Distributions.jl
Distributions.jl copied to clipboard
Plans for RNG changes?
Currently, StatsFuns' distribution RNGs such as rand(Poisson(lambda)) are the de-facto standard. However, they are implemented using the Rmath library. This leads to some issues.
- Julia is actively developing more RNGs via RNG.jl as part of a GSoC project. It would be nice to be able to swap which backend RNG is used in these algorithms (some are better for parallel, some have lower accracy but are faster, etc.). The Rmath library had to be modified to use the DSFMT RNG, but going forward it doesn't seem like it would be easy to have it interface with all of these different RNGs.
- Minor point as mentioned in JuliaLang/Rmath-julia#11, the return types of all of the RNGs from Rmath is a float, then needs to be converted to an Int.
- These methods aren't optimized for generating a vector of random numbers under certain circumstances. For example, though R uses Rmath, its rpois interfaces with it in such a way that it gets speedups if the same lambda is repeated.
Should this be addressed here in StatsFuns, or should this kind of RNG functionality be moved to RNG.jl (when it's more developed) (or its own package build upon RNG.jl)?
Note that this these RNGs were found to be the bottleneck of an performance comparison, which is why I am interested in speeding them up.
In my opinion, these should all be in Distributions. We need Rmath to cover cases where we don't have good samplers yet but hopefully we can just switch the rand methods one by one to Julia implementations. Meanwhile all of StatsFuns should be merged into Distributions.
These methods aren't optimized for generating a vector of random numbers under certain circumstances. For example, though R uses Rmath, its rpois interfaces with it in such a way that it gets speedups if the same lambda is repeated.
Actually, this is done in Rmath itself, so we should get the same benefit (though it's done via C static variables, which is not thread safe).

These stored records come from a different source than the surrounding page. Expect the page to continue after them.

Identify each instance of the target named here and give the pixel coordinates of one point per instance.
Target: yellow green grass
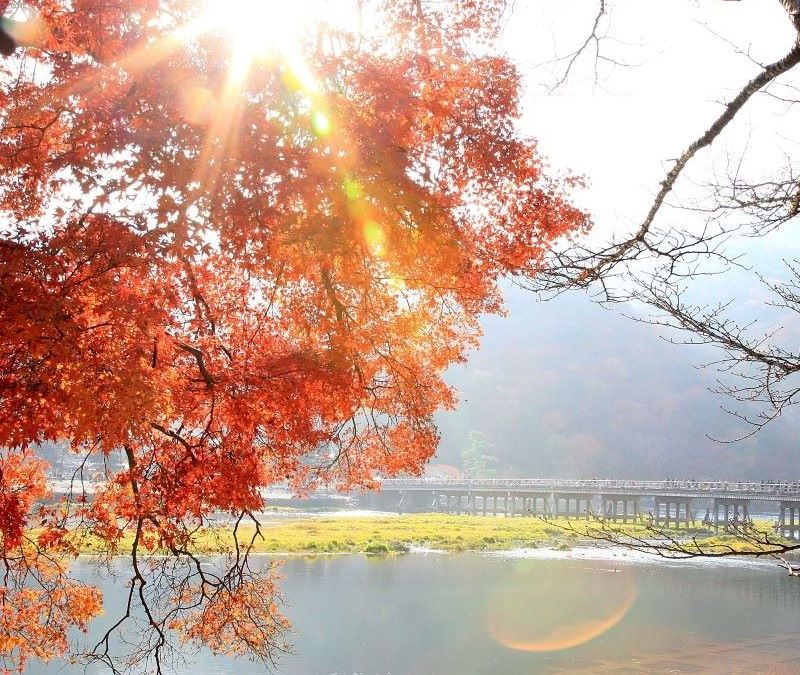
(379, 535)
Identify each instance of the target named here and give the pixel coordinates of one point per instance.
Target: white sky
(563, 388)
(621, 131)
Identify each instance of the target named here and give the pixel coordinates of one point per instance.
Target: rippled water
(523, 612)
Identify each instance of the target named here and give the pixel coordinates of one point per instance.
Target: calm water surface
(515, 613)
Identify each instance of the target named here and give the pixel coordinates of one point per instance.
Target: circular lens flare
(537, 614)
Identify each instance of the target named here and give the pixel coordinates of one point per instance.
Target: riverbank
(381, 535)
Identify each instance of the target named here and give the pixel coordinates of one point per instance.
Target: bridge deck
(787, 491)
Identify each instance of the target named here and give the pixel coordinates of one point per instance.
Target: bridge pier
(672, 515)
(727, 509)
(575, 505)
(619, 507)
(789, 519)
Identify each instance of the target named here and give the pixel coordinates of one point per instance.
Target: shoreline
(386, 535)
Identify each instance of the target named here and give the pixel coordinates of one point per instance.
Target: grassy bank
(378, 535)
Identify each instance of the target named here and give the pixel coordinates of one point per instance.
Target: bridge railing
(602, 485)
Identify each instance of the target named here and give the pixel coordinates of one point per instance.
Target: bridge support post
(792, 528)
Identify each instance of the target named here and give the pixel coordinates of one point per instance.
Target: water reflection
(444, 614)
(570, 609)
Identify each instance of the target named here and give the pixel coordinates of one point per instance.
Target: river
(520, 612)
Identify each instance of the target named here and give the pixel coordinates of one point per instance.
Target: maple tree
(238, 258)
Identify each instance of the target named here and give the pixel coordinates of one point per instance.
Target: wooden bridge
(616, 500)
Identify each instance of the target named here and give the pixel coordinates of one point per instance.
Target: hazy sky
(566, 388)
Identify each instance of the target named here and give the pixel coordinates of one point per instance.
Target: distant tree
(477, 461)
(240, 244)
(658, 264)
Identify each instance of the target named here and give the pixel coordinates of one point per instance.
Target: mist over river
(525, 611)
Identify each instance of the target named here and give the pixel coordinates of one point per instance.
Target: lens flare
(533, 614)
(374, 238)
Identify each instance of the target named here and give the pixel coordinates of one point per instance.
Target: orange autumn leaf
(235, 259)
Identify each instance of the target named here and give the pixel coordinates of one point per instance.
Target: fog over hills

I'd like to second the call for better handling of vector random variate generation. For example, generating Gamma variates requires 2 allocations per variate even when I use Distributions.rand! to pre-allocate the array. For example, the following does over 2 million allocations to allocate 1 million gammas:
using Distributions gamma = Gamma() samples = zeros(1_000_000) @time Distributions.rand!( gamma, samples );